Cerrah, basın mensuplarının soruları üzerine asayiş olaylarında kullanılan Emniyet'e ait yüksek teknolojili helikopter hakkında da bilgi verdi. Helikopterin geceleri uçma özelliğine sahip olduğuna, yukarıdan çok rahat bir şekilde aşağıyı izlemeye yarayacak cihazları bulunduğuna dikkat çeken Cerrah, helikopterin kilitlendiği kişiyi İstanbul'un neresine giderse gitsin takip edecek teknolojiye sahip olduğunu kaydetti.

İSTANBUL İÇİN 1350 KAMERA YETERLİ DEĞİL

Dünyanın her yerinde suçu önlemek ve suçluyu tespit etmek amacıyla kamera sistemi kullanıldığına işaret eden Cerrah, şunları söyledi:

“Hatta Londra'da 5 milyon kamera olduğunun söylenmektedir. Bu 5 milyon kameranın 5 milyonu da devletin koyduğu kamera değildir. MOBESE sistemini Haziran 2005'te devreye soktuk. 570 kameramız vardı. Şu anda 1350 kameraya çıkardık. Bunda belediye başkanlarımızın, vatandaşlarımızın katkıları büyüktür. Ama İstanbul gibi büyük bir kente 1350 kamera yetmesi mümkün değildir. Önümüzdeki günlerde çalışmalarımız devam etmektedir. Bir sendika başkanı ve yöneticileri ile görüşmelerimiz sonuçlanmıştır. Çeşitli olayların yoğun olduğu yerlere de kameralar koyabileceğiz. Ayrıca arkadaşlarımız devriye hizmeti görürken, İstanbulluların hizmetine sokacağı cep bilgisayarları dağıtılacaktır. Böylelikle İstanbul'un güvenliğini daha rahat sağlayacağımıza inanıyorum.”
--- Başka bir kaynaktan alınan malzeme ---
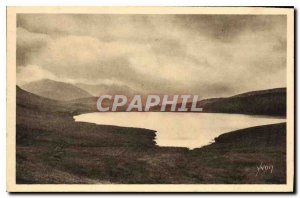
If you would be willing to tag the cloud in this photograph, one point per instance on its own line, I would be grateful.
(208, 55)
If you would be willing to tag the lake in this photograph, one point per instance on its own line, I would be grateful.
(191, 130)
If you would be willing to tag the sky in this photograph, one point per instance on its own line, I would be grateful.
(205, 55)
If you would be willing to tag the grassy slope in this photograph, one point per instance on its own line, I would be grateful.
(267, 102)
(52, 148)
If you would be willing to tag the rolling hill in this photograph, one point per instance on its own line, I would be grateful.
(55, 90)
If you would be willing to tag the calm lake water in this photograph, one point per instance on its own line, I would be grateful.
(190, 130)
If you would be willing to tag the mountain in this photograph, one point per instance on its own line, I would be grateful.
(100, 89)
(55, 90)
(263, 102)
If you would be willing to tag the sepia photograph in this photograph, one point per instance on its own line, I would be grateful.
(150, 99)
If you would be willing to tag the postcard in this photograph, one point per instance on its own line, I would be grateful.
(150, 99)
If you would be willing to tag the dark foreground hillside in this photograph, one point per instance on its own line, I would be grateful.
(53, 149)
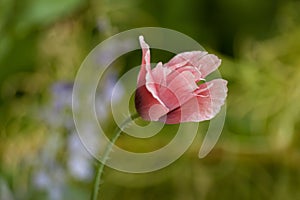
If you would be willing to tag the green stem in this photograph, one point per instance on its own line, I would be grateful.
(107, 151)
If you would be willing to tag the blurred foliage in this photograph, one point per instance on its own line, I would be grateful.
(42, 44)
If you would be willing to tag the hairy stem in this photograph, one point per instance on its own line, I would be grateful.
(107, 151)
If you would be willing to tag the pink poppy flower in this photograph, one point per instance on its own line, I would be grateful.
(176, 92)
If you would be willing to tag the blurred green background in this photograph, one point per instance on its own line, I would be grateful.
(42, 44)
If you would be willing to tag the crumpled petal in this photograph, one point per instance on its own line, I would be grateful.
(204, 105)
(147, 102)
(196, 61)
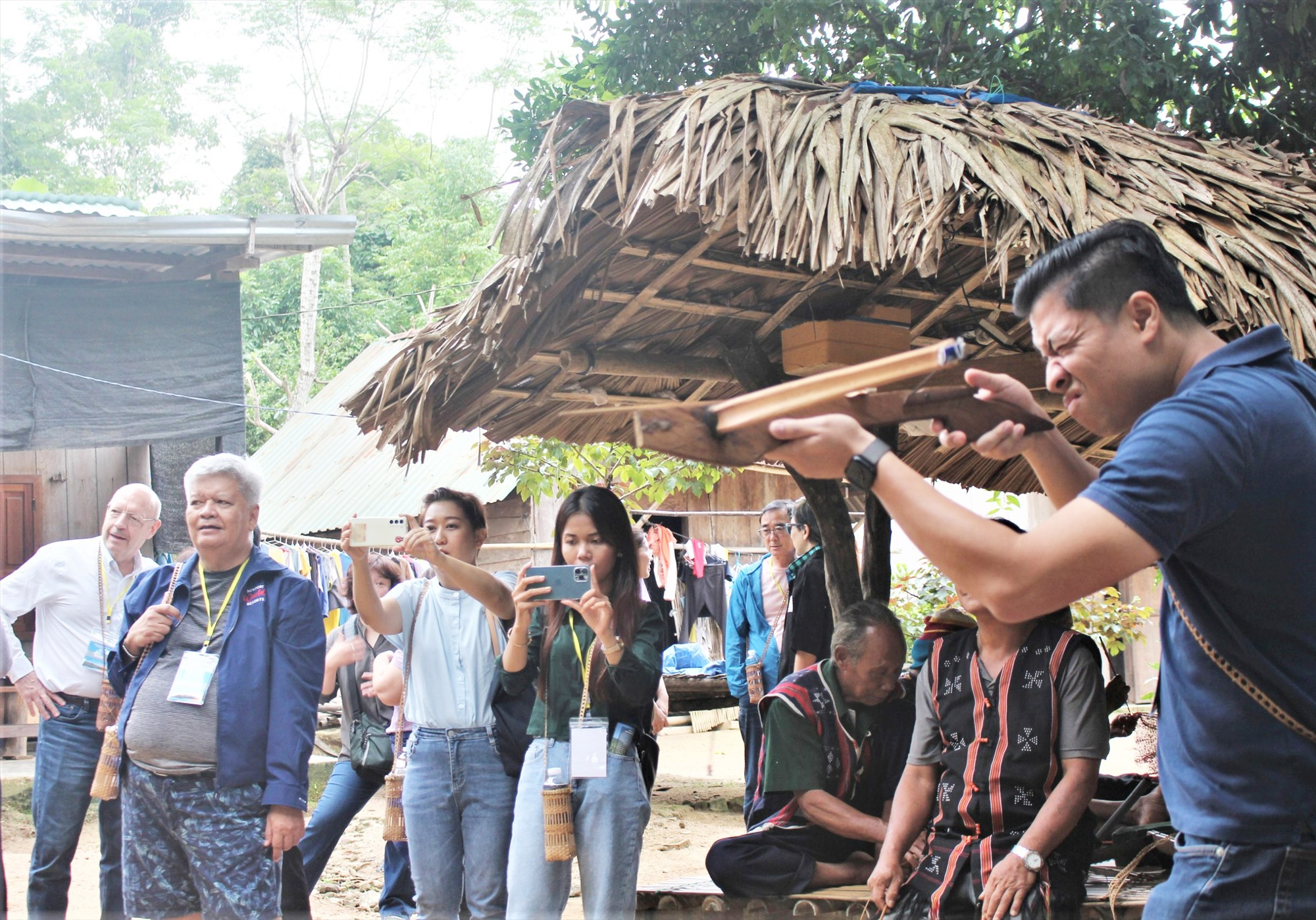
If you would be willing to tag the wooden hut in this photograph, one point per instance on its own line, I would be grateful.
(689, 245)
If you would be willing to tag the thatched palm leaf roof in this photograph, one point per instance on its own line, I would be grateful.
(682, 224)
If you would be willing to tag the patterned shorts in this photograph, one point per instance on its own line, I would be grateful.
(191, 847)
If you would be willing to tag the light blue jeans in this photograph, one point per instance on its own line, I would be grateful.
(68, 751)
(459, 806)
(611, 814)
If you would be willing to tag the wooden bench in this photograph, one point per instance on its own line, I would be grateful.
(694, 896)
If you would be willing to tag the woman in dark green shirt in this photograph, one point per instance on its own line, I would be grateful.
(610, 640)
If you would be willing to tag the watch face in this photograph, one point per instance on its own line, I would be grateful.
(860, 473)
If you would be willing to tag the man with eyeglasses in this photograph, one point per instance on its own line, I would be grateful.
(78, 589)
(755, 622)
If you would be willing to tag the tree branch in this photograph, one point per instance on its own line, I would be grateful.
(278, 381)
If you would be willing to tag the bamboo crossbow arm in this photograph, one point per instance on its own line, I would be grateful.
(690, 430)
(786, 399)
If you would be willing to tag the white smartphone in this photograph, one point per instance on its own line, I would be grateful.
(378, 532)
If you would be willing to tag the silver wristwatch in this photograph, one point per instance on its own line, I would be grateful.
(1032, 859)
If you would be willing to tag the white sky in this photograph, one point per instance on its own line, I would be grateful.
(440, 106)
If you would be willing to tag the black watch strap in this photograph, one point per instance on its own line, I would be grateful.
(863, 471)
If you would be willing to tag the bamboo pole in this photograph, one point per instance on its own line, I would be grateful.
(798, 396)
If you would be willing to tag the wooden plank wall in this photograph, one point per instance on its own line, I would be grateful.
(746, 492)
(77, 485)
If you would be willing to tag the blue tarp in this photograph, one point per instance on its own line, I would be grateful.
(943, 95)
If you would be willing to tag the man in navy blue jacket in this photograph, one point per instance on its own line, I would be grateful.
(220, 693)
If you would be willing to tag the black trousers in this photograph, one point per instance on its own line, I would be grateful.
(776, 861)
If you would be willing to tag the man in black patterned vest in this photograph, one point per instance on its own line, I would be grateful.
(835, 738)
(1010, 734)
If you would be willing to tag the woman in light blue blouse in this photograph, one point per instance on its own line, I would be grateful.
(456, 797)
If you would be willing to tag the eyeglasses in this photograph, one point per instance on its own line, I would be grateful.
(134, 521)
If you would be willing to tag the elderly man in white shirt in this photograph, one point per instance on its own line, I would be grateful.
(78, 589)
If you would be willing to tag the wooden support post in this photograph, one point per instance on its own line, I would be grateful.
(877, 536)
(755, 371)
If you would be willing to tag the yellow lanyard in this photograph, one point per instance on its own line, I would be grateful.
(105, 581)
(586, 664)
(211, 625)
(772, 573)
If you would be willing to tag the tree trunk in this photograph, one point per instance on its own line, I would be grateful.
(877, 536)
(755, 371)
(307, 332)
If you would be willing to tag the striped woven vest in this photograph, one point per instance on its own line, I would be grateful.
(847, 759)
(1000, 764)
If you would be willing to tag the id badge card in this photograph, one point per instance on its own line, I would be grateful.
(589, 748)
(95, 656)
(194, 678)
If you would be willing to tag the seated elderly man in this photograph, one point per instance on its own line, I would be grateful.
(835, 739)
(220, 693)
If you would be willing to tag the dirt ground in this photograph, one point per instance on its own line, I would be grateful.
(697, 801)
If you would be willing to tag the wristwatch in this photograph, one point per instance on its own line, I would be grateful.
(863, 471)
(1032, 859)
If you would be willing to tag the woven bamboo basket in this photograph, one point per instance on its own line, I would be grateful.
(105, 785)
(559, 827)
(395, 823)
(111, 705)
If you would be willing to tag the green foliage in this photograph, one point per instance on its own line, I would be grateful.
(1230, 70)
(415, 234)
(1002, 502)
(551, 469)
(105, 111)
(918, 594)
(1106, 617)
(924, 590)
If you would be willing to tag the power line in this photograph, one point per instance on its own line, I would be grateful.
(361, 303)
(164, 393)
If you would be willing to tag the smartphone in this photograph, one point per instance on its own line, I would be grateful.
(381, 532)
(568, 582)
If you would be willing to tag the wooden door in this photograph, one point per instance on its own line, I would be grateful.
(18, 522)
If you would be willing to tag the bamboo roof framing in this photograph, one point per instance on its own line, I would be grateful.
(688, 224)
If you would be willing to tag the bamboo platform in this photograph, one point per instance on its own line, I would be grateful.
(693, 896)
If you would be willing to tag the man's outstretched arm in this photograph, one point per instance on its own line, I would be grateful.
(1081, 549)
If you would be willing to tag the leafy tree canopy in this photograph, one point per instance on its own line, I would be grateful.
(552, 469)
(1228, 70)
(105, 110)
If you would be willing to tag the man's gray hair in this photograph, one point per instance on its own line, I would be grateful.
(152, 498)
(243, 472)
(857, 621)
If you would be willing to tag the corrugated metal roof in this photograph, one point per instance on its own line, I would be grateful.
(322, 471)
(136, 248)
(106, 206)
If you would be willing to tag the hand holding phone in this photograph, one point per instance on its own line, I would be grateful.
(564, 582)
(378, 532)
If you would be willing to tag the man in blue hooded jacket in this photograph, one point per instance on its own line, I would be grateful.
(220, 693)
(755, 623)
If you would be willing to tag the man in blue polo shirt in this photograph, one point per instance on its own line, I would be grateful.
(1214, 480)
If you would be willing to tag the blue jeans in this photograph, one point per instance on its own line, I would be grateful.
(752, 734)
(611, 814)
(68, 751)
(1222, 881)
(459, 806)
(345, 794)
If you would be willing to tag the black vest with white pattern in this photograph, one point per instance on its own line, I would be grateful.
(1000, 763)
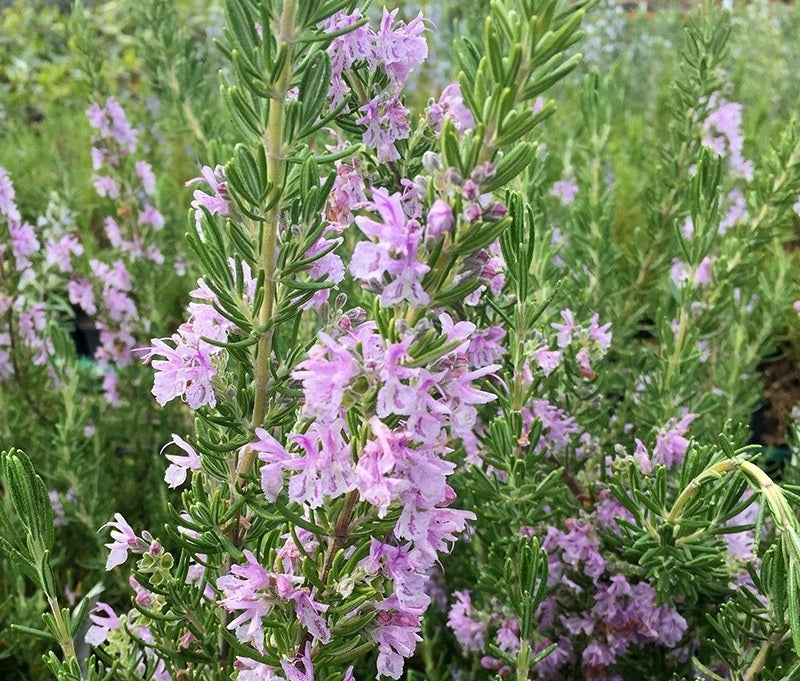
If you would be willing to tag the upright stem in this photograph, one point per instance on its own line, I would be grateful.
(276, 167)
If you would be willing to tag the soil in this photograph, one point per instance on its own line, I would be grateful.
(781, 393)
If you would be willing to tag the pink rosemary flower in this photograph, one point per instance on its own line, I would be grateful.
(180, 465)
(386, 122)
(392, 254)
(124, 540)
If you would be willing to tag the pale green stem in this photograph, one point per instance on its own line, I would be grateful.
(276, 167)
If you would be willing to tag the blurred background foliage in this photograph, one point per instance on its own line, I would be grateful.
(158, 58)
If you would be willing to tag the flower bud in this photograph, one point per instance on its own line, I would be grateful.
(440, 219)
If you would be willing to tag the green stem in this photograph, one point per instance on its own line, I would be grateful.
(276, 167)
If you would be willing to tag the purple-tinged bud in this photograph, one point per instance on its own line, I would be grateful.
(483, 172)
(469, 191)
(186, 640)
(432, 162)
(440, 219)
(453, 177)
(473, 213)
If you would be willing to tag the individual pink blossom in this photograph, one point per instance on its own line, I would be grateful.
(397, 635)
(548, 360)
(440, 219)
(151, 216)
(59, 253)
(386, 122)
(180, 465)
(565, 190)
(215, 203)
(394, 253)
(186, 370)
(244, 589)
(104, 620)
(401, 47)
(671, 443)
(124, 539)
(450, 105)
(722, 133)
(106, 186)
(469, 630)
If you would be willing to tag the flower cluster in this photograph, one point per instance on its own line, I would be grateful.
(396, 48)
(399, 470)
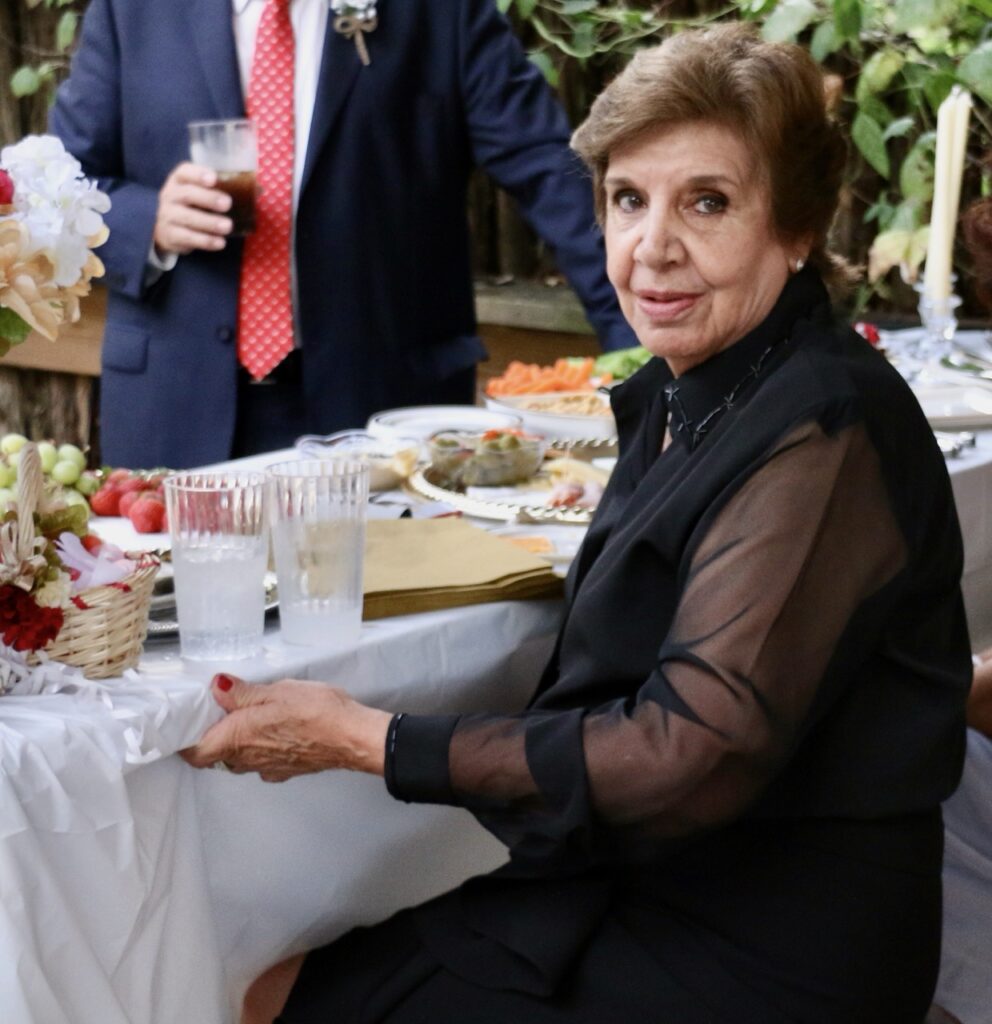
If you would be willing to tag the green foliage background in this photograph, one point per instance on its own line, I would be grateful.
(894, 61)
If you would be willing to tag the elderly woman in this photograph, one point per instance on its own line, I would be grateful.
(723, 804)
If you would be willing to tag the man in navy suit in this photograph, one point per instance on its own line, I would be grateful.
(382, 303)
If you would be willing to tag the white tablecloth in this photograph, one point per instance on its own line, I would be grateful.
(134, 890)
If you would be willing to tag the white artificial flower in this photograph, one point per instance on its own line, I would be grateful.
(60, 209)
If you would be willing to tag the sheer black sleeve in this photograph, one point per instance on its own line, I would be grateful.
(773, 580)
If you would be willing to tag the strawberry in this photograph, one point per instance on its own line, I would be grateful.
(6, 188)
(147, 516)
(128, 498)
(131, 483)
(106, 501)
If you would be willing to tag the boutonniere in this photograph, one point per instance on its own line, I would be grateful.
(353, 18)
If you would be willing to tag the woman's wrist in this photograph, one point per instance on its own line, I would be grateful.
(369, 739)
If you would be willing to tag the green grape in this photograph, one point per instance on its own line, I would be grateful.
(70, 453)
(12, 442)
(47, 455)
(65, 472)
(71, 498)
(88, 482)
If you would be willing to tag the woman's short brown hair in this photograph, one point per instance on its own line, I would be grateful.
(770, 94)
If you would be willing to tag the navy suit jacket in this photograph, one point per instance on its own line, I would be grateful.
(385, 302)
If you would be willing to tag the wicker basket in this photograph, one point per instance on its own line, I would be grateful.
(104, 627)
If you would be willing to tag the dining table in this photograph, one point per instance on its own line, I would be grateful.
(137, 890)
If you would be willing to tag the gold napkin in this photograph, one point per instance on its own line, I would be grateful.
(426, 564)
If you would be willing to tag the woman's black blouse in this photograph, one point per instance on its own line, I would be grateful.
(764, 629)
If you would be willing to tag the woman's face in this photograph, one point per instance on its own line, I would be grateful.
(689, 242)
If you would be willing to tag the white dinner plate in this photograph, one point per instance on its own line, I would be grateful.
(421, 421)
(955, 407)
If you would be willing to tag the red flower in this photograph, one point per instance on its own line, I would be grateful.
(25, 625)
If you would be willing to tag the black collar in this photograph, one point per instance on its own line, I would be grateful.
(698, 398)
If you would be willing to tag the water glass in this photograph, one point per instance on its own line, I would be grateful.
(317, 512)
(217, 526)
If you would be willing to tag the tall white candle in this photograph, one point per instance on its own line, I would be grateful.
(952, 119)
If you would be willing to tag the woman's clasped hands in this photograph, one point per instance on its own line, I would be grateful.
(289, 728)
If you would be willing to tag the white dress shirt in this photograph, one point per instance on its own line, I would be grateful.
(309, 19)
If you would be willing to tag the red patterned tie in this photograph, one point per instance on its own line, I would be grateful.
(265, 300)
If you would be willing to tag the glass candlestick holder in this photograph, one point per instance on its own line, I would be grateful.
(939, 320)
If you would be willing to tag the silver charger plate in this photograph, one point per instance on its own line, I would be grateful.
(499, 507)
(163, 623)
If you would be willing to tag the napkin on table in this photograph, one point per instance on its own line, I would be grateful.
(426, 564)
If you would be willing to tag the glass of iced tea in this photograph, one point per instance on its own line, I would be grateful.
(228, 147)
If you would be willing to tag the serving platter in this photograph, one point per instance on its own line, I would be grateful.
(501, 506)
(538, 416)
(419, 422)
(954, 407)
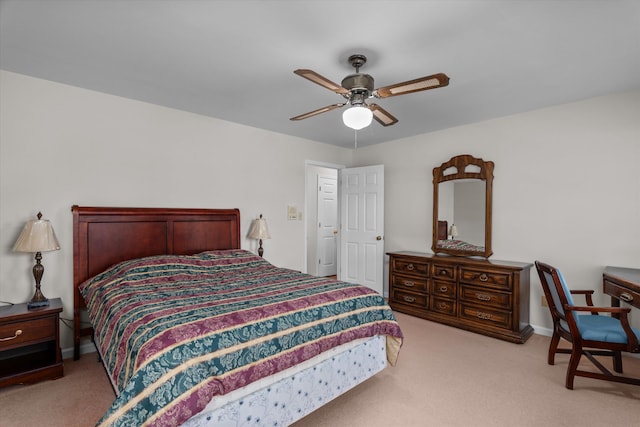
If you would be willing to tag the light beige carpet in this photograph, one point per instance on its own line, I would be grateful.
(444, 377)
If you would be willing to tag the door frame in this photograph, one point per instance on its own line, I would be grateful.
(307, 165)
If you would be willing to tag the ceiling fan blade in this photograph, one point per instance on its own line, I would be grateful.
(322, 81)
(416, 85)
(382, 116)
(316, 112)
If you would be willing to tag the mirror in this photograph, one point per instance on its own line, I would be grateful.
(462, 197)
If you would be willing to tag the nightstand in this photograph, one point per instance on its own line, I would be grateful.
(30, 343)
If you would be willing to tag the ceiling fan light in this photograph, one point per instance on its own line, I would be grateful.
(357, 117)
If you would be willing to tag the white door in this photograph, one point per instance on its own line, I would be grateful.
(327, 225)
(362, 226)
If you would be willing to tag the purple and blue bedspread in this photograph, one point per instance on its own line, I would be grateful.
(176, 331)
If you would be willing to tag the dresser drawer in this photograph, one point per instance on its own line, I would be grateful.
(444, 272)
(443, 306)
(499, 280)
(443, 289)
(17, 333)
(407, 282)
(410, 267)
(408, 298)
(486, 297)
(485, 315)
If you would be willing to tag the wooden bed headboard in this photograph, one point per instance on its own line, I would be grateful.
(104, 236)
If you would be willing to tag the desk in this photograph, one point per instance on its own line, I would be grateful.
(622, 284)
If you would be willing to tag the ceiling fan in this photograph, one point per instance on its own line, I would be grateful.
(358, 88)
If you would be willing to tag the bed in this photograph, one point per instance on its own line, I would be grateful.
(195, 331)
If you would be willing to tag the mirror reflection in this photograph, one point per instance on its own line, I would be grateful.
(462, 207)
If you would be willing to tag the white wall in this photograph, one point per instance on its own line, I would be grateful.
(61, 145)
(566, 188)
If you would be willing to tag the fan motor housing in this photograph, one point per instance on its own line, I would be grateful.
(358, 81)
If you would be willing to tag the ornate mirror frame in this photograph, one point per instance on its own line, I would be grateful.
(457, 168)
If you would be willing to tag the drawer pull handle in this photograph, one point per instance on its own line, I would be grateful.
(16, 335)
(626, 297)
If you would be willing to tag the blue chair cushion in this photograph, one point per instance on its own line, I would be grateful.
(602, 328)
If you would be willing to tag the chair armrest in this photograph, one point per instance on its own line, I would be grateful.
(622, 313)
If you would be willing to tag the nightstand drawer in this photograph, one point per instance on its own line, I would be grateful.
(19, 333)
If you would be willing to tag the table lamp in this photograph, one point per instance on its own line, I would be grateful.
(37, 236)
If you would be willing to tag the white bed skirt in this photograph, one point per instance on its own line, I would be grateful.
(287, 397)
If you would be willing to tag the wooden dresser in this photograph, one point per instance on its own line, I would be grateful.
(484, 296)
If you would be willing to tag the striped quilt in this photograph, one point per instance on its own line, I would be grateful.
(176, 331)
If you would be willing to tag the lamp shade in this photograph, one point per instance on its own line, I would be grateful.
(357, 117)
(453, 231)
(37, 236)
(259, 229)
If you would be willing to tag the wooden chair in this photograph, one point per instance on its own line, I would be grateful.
(589, 334)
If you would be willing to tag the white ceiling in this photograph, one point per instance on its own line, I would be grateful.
(234, 60)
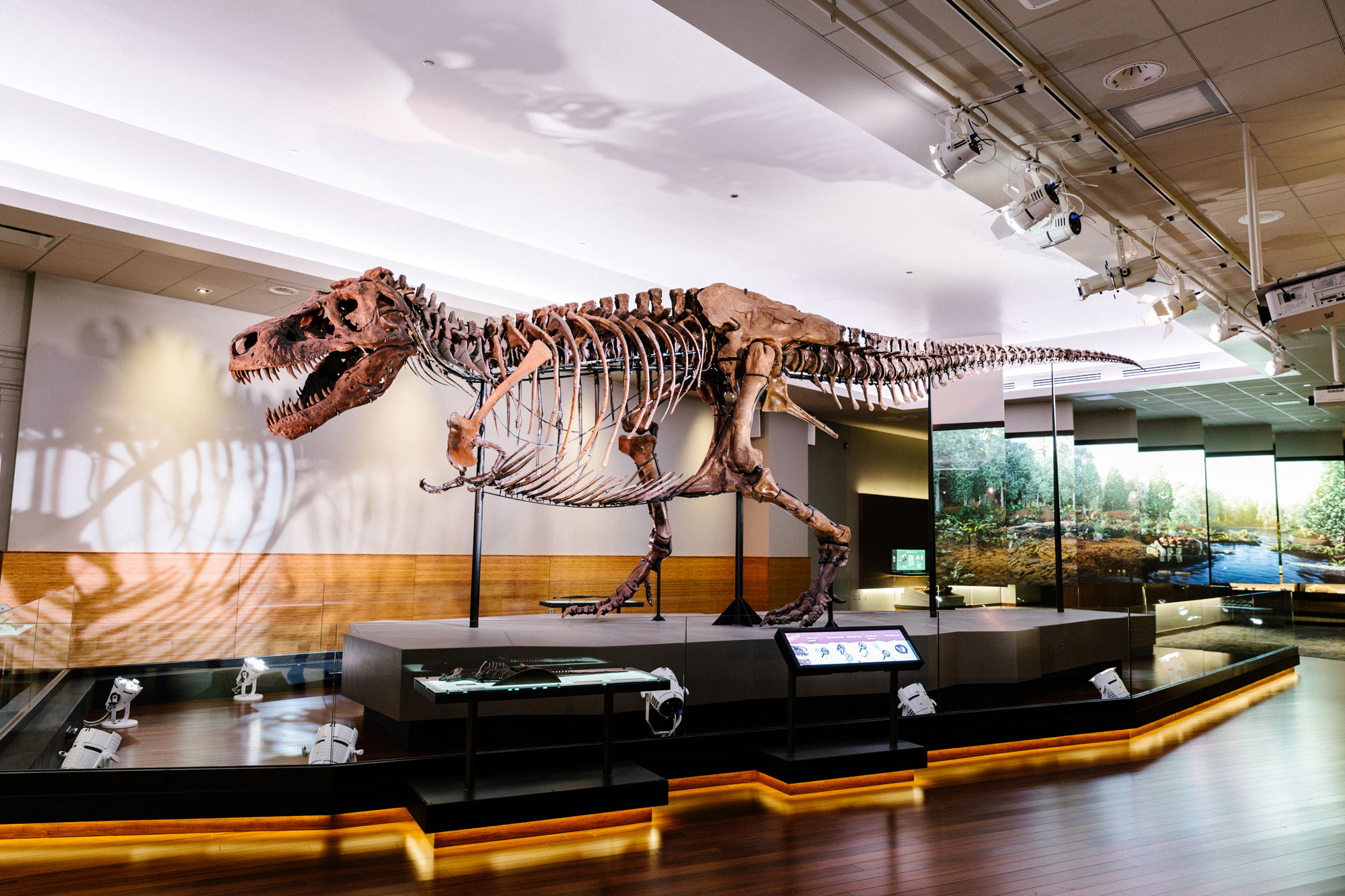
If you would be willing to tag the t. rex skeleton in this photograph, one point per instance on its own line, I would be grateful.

YILBAŞI İÇİN HER TÜRLÜ TEDBİRİ ALDIK

Tüm polislerin ve İstanbulluların yeni yılını kutlayan Cerrah, yılbaşı kutlamaları konusunda her türlü tedbirin alındığını, İstanbulluların yılbaşı akşamını iyi bir şekilde geçirmesini sağlamak için, hem trafik yönünden hem asayiş yönünden tüm polislerin görev başında olduğunu ifade etti.